If you are planning to purchase a property, there are so many ways to do it. One of the ways is to buy it with your friends or family members.
Yes, you can definitely buy a house with them. In fact, it is becoming increasingly common to purchase a property with friends or family members. It normally has a tenants-in-common purchase setup, wherein, two or more people have a stake in the property.
Benefits of Buying with Family and Friends
There are various benefits of buying a property with your loved ones, including friends and family. Some of the prominent advantages are as follows:
- If you are buying a property as a tenant-in-common, it allows you to share the price and other fees related to the purchase.
- In addition to that, you can also share the ongoing cost, such as management fee, repair and maintenance fee, loan repayments, etc.
- Most of all, you can sell or leave your portion of the purchase to whoever you wish to give it to.

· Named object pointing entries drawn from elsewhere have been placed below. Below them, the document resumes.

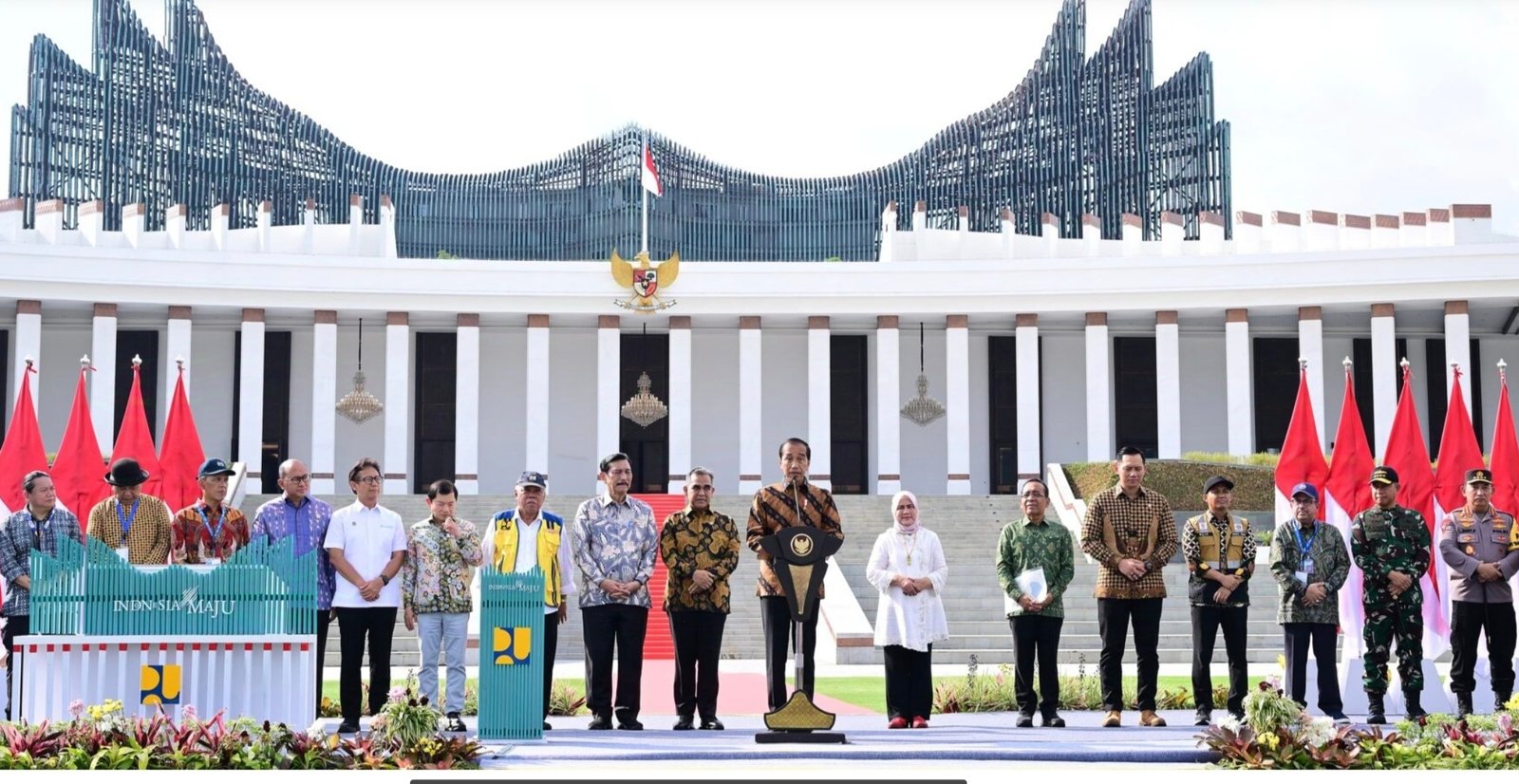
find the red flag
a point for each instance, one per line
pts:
(136, 439)
(1506, 453)
(80, 470)
(1303, 457)
(23, 447)
(179, 455)
(1348, 493)
(1409, 455)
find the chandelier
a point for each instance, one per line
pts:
(645, 409)
(923, 409)
(359, 406)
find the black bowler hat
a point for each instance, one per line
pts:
(125, 473)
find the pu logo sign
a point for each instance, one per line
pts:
(513, 646)
(161, 684)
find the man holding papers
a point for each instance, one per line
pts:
(1035, 564)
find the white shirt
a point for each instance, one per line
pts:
(368, 540)
(528, 551)
(911, 622)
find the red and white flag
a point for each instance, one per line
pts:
(1409, 455)
(650, 174)
(1348, 493)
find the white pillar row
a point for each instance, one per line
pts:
(1384, 374)
(324, 403)
(608, 387)
(177, 342)
(1311, 348)
(251, 400)
(28, 344)
(957, 404)
(1458, 348)
(751, 452)
(819, 411)
(103, 384)
(1030, 434)
(538, 399)
(1098, 389)
(467, 404)
(888, 406)
(1237, 377)
(680, 401)
(1169, 384)
(397, 403)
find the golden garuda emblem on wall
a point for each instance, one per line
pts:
(646, 281)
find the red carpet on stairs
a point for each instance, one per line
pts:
(657, 642)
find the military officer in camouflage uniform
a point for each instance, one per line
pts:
(1477, 543)
(1390, 544)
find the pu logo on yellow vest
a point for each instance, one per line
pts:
(513, 646)
(161, 684)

Home Financing in a Shared Purchase
Often financial institutions will allow you to mortgage your share of the house independently, and the co-owner will not be obligated to pay any part of that mortgage payment. However, not all lenders offer these type of house loan packages. Therefore, it is important to consult with your mortgage broker in order to identify the possible financing options you have. It will enable you to make a better decision before going through with any purchases.
Being a first time home buyer, you may even qualify for the First Home Owner Grant (FHOG). Talk to your broker about it so as to figure out whether you qualify for it or not. Generally speaking, every person who buys a property for the first time is eligible for the grant, but for a single property, the authorities will only issue one FHOG.
Possible Risks of Buying a Property with Friends or Family
Although, it is exciting to buy a house and share the cost with your loved ones, yet, it is not without risk. There is a possibility that things change with time and the co-owner might want to give up his or her ownership. It can give rise to the following risks:
Having a joint responsibility for a loan may make it hard for you to get a loan in the future, because lenders assess your affordability on the basis of your individual income. It means that you may not be able to afford a future home loan; financial institution or banks will take your first loan into consideration and assess the whole loan as if it was your responsibility.
Secondly, you or your co-owner may wish to sell a property due to unforeseen circumstances. If one party wants to sell the house and the other party does not agree to that, you may end up taking the matter to court. Not only will it be expensive, but will also be stressful to deal with. If one party does not want to sell, the court will look into the following:
- Whether land is physically divisible or not
- What the cost of the subdivision will be
- The hardship on the minority, in case the majority gets the substantial benefit
How to Reduce the Overall Risk?
In order to reduce the risk of entering in such a purchase, it is important to seek advice from the solicitor or conveyancer. The case varies from person to person, therefore, it is important to consult a legal expert before making the purchase. Normally there are two things you can do to mitigate the overall risk:
Ask a legal expert to create a will that includes the detail of assets you inherit. Keep your will updated so as to include the details of the new property. You must also consider whether the co-owner would give each other the power of attorney or not in case the other one is incapacitated.
To avoid any issues in the future, it is wise to enter into a co-ownership agreement. This contract defines the terms of
- The liability, such as maintenance, upkeep, and mortgage on the house, and
- On-selling shares in a property.
If you want to protect your legal rights to the property after entering into the co-ownership agreement, you must also talk to the legal consultant or solicitor.
In addition to that, you must also set up a sinking fund to cover the repair cost when the property is not occupied. You must also have a proper plan in place to deal with unexpected maintenance cost, capital gain tax issues, and other depreciation/taxation concerns. Moreover, you should also clarify the basis for determining the sale price if the property is sold to another co-owner.
Having all these precautionary measures in place will enable you to manage the whole process successfully.